On Mon, Dec 14, 2020 at 11:56:31PM +0100, Ian Kumlien wrote:
> On Mon, Dec 14, 2020 at 8:19 PM Bjorn Helgaas <[email protected]> wrote:
> > If you're interested, you could probably unload the Realtek drivers,
> > remove the devices, and set the PCI_EXP_LNKCTL_LD (Link Disable) bit
> > in 02:04.0, e.g.,
> >
> > # RT=/sys/devices/pci0000:00/0000:00:01.2/0000:01:00.0/0000:02:04.0
> > # echo 1 > $RT/0000:04:00.0/remove
> > # echo 1 > $RT/0000:04:00.1/remove
> > # echo 1 > $RT/0000:04:00.2/remove
> > # echo 1 > $RT/0000:04:00.4/remove
> > # echo 1 > $RT/0000:04:00.7/remove
> > # setpci -s02:04.0 CAP_EXP+0x10.w=0x0010
> >
> > That should take 04:00.x out of the picture.
>
> Didn't actually change the behaviour, I'm suspecting an errata for AMD pcie...
>
> So did this, with unpatched kernel:
> [ ID] Interval Transfer Bitrate Retr Cwnd
> [ 5] 0.00-1.00 sec 4.56 MBytes 38.2 Mbits/sec 0 67.9 KBytes
> [ 5] 1.00-2.00 sec 4.47 MBytes 37.5 Mbits/sec 0 96.2 KBytes
> [ 5] 2.00-3.00 sec 4.85 MBytes 40.7 Mbits/sec 0 50.9 KBytes
> [ 5] 3.00-4.00 sec 4.23 MBytes 35.4 Mbits/sec 0 70.7 KBytes
> [ 5] 4.00-5.00 sec 4.23 MBytes 35.4 Mbits/sec 0 48.1 KBytes
> [ 5] 5.00-6.00 sec 4.23 MBytes 35.4 Mbits/sec 0 45.2 KBytes
> [ 5] 6.00-7.00 sec 4.23 MBytes 35.4 Mbits/sec 0 36.8 KBytes
> [ 5] 7.00-8.00 sec 3.98 MBytes 33.4 Mbits/sec 0 36.8 KBytes
> [ 5] 8.00-9.00 sec 4.23 MBytes 35.4 Mbits/sec 0 36.8 KBytes
> [ 5] 9.00-10.00 sec 4.23 MBytes 35.4 Mbits/sec 0 48.1 KBytes
> - - - - - - - - - - - - - - - - - - - - - - - - -
> [ ID] Interval Transfer Bitrate Retr
> [ 5] 0.00-10.00 sec 43.2 MBytes 36.2 Mbits/sec 0 sender
> [ 5] 0.00-10.00 sec 42.7 MBytes 35.8 Mbits/sec receiver
>
> and:
> echo 0 > /sys/devices/pci0000:00/0000:00:01.2/0000:01:00.0/link/l1_aspm
BTW, thanks a lot for testing out the "l1_aspm" sysfs file.
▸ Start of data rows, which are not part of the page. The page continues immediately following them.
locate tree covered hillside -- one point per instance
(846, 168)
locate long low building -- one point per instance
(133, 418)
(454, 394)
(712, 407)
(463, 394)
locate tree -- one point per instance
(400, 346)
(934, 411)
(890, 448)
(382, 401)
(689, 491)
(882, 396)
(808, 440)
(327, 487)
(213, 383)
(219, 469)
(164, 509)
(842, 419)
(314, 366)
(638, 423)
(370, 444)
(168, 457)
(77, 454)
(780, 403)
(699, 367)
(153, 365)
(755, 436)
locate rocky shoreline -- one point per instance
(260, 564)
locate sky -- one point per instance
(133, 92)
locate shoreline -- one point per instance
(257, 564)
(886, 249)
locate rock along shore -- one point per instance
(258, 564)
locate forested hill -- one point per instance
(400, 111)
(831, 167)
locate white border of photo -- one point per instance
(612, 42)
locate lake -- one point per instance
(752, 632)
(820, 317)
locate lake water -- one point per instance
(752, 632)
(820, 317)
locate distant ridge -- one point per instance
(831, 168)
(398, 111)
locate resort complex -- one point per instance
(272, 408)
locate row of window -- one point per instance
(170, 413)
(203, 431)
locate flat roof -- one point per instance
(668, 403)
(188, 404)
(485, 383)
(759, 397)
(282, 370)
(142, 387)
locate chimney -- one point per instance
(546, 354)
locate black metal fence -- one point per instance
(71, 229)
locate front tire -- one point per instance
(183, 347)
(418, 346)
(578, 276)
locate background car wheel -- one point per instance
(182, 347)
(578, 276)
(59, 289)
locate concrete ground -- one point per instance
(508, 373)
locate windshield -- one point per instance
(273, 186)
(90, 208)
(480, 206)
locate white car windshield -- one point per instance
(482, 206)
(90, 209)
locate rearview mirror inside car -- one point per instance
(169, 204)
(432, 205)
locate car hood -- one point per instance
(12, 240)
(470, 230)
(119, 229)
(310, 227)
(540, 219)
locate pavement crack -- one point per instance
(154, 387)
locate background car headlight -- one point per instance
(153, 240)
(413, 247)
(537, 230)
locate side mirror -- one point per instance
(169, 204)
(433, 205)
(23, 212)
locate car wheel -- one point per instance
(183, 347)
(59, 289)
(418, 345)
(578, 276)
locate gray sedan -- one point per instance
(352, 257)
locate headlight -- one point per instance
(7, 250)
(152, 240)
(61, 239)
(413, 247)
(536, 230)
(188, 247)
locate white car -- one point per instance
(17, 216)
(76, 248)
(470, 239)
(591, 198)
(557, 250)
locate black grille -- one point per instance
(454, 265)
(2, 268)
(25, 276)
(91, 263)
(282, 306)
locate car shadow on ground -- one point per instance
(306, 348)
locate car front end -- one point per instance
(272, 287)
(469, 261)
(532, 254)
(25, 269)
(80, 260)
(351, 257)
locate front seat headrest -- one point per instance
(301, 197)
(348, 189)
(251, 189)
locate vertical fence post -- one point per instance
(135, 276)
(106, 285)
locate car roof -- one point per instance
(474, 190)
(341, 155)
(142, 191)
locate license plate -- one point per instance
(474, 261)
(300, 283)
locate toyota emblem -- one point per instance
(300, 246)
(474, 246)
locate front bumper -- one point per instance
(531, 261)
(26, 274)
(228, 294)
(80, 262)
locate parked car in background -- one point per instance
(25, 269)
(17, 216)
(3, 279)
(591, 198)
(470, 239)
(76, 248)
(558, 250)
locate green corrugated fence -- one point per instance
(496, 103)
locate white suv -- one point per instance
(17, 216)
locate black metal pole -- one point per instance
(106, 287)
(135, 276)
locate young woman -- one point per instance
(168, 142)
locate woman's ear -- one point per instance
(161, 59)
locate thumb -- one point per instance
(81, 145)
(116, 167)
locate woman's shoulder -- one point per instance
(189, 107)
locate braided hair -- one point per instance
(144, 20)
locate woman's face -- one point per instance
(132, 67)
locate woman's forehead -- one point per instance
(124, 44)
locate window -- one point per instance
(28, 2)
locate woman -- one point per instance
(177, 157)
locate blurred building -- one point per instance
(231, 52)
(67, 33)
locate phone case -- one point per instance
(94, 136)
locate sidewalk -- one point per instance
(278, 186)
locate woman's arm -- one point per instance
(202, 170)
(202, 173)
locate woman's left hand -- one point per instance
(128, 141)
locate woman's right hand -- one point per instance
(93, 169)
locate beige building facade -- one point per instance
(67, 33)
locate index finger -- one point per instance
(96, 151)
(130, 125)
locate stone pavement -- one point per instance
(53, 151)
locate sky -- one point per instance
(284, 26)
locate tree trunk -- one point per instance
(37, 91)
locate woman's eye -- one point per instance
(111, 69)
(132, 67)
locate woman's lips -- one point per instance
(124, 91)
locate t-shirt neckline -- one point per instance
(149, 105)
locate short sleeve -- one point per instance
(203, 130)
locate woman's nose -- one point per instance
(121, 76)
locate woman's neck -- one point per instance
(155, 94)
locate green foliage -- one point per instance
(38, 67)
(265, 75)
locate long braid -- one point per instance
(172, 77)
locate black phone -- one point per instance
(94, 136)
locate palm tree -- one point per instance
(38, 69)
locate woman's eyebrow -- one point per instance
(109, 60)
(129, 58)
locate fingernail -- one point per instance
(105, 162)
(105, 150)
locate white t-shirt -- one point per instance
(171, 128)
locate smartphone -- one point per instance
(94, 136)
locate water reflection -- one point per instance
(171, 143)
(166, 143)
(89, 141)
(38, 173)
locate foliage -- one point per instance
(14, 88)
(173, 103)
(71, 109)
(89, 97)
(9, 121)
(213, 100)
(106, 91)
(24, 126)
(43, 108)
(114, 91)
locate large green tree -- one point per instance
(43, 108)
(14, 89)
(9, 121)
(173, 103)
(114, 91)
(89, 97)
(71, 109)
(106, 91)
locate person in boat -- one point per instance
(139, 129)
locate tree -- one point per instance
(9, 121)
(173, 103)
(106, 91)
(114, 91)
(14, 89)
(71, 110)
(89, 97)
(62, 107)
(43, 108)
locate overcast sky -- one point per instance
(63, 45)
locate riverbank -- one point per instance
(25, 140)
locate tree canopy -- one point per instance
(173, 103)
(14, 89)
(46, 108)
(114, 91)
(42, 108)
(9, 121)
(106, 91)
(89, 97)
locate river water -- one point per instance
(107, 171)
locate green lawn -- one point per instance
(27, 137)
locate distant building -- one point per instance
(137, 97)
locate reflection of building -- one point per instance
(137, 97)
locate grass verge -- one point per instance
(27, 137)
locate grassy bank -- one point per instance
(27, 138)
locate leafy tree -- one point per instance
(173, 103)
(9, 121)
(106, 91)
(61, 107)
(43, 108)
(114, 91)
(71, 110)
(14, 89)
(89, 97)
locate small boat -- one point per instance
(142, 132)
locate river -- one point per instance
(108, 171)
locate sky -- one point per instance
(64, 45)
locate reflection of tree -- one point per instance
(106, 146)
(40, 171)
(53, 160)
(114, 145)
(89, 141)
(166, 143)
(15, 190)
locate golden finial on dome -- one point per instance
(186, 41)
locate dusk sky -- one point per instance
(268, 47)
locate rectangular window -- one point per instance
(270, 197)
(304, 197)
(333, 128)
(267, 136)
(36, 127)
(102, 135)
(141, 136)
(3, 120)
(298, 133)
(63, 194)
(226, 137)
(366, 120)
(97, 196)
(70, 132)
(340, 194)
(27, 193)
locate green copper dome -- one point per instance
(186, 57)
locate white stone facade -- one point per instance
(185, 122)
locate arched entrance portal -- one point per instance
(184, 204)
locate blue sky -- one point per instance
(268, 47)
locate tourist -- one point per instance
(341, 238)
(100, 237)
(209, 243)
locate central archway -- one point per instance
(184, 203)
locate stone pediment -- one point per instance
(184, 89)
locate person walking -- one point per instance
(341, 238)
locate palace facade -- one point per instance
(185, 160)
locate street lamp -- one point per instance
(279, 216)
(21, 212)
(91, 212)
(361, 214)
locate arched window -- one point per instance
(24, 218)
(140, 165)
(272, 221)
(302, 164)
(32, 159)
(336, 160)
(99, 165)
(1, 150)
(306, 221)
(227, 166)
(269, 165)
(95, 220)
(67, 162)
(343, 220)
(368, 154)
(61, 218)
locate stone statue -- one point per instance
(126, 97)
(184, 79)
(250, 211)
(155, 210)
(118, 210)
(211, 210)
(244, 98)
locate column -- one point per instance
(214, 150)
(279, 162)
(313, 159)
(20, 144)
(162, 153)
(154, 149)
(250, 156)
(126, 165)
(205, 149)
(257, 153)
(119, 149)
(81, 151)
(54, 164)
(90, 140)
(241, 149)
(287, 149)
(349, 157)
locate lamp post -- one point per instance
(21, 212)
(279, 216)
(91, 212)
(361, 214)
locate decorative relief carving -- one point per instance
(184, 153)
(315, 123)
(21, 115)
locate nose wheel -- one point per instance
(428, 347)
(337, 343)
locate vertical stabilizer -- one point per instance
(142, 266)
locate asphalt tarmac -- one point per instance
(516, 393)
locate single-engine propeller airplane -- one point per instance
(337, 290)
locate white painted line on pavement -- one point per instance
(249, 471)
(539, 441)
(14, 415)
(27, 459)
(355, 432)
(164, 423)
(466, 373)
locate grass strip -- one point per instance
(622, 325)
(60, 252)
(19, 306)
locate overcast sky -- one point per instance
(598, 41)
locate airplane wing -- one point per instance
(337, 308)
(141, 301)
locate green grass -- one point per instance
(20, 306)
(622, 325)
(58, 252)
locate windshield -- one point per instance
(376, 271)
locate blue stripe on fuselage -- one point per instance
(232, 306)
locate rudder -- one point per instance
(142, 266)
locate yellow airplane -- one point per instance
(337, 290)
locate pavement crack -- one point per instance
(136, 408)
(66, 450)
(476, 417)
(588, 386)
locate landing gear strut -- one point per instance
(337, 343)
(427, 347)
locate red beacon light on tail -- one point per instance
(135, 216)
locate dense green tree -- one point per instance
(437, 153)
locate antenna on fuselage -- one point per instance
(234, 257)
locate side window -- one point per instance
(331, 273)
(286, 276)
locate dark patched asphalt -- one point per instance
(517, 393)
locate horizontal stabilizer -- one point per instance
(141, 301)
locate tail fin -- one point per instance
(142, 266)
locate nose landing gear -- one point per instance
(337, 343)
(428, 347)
I'm very
pleased that it seems to be working as intended.
> and:
> [ ID] Interval Transfer Bitrate Retr Cwnd
> [ 5] 0.00-1.00 sec 113 MBytes 951 Mbits/sec 153 772 KBytes
> [ 5] 1.00-2.00 sec 109 MBytes 912 Mbits/sec 276 550 KBytes
> [ 5] 2.00-3.00 sec 111 MBytes 933 Mbits/sec 123 625 KBytes
> [ 5] 3.00-4.00 sec 111 MBytes 933 Mbits/sec 31 687 KBytes
> [ 5] 4.00-5.00 sec 110 MBytes 923 Mbits/sec 0 679 KBytes
> [ 5] 5.00-6.00 sec 110 MBytes 923 Mbits/sec 136 577 KBytes
> [ 5] 6.00-7.00 sec 110 MBytes 923 Mbits/sec 214 645 KBytes
> [ 5] 7.00-8.00 sec 110 MBytes 923 Mbits/sec 32 628 KBytes
> [ 5] 8.00-9.00 sec 110 MBytes 923 Mbits/sec 81 537 KBytes
> [ 5] 9.00-10.00 sec 110 MBytes 923 Mbits/sec 10 577 KBytes
> - - - - - - - - - - - - - - - - - - - - - - - - -
> [ ID] Interval Transfer Bitrate Retr
> [ 5] 0.00-10.00 sec 1.08 GBytes 927 Mbits/sec 1056 sender
> [ 5] 0.00-10.00 sec 1.07 GBytes 923 Mbits/sec receiver
>
> But this only confirms that the fix i experience is a side effect.
>
> The original code is still wrong :)
What exactly is this machine? Brand, model, config? Maybe you could
add this and a dmesg log to the buzilla? It seems like other people
should be seeing the same problem, so I'm hoping to grub around on the
web to see if there are similar reports involving these devices.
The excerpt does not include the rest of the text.